I am learning Elixir and Ecto at the moment but I’m having some trouble expressing this query.
I have a Post schema and want to create an Ecto query that calculates a score for each post based on different “scorers” modules.
So far, here is what I have:
scorers = [{PostActivityScorer, 3}]
total_weight = Enum.map(scorers, fn {_, weight} -> weight end) |> Enum.sum()
total_score = fn post ->
Enum.reduce(scorers, 0, fn {scorer, weight}, current_score ->
# Each scorer.score function would return another expression,
# for example: fragment("CASE WHEN p.type = ? THEN 1 ELSE 0 END)", "some type")
^scorer.score(post) * ^weight + ^current_score
end)
end
posts_with_score_query = from(p in Post, select: {p, ^total_score.(p) / ^total_weight})
Is this possible in Ecto? I have tried with dynamic() but as far as I can tell there is no way to interpolate it inside the “select” clause.
What you’re trying is not possible.
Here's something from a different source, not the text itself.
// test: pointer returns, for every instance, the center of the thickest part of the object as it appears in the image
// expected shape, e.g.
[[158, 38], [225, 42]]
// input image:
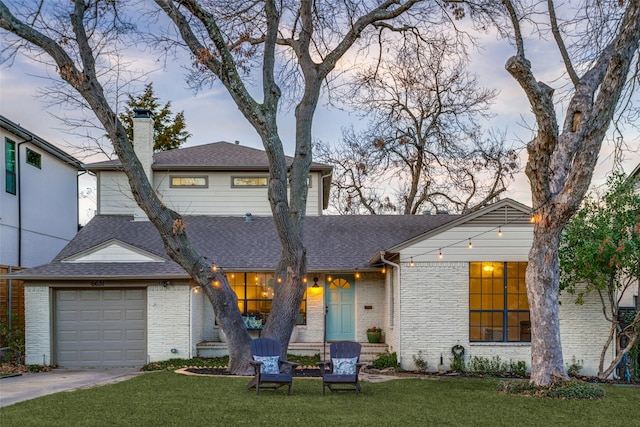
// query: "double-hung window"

Ecto.Query is an abstraction around sql queries (native queries to the db you’re using). They cannot express arbitrary elixir code. If you find a way to express the same in sql though, then they should be ways to make that work as ecto querys or even parts of one you can compose.
What I want to do is expressible in SQL, the code would generate a single SQL query. If I take a simplified example it would generate something like this:
SELECT
p.*,
(
-- This expression would come from PostActivityScorer.score()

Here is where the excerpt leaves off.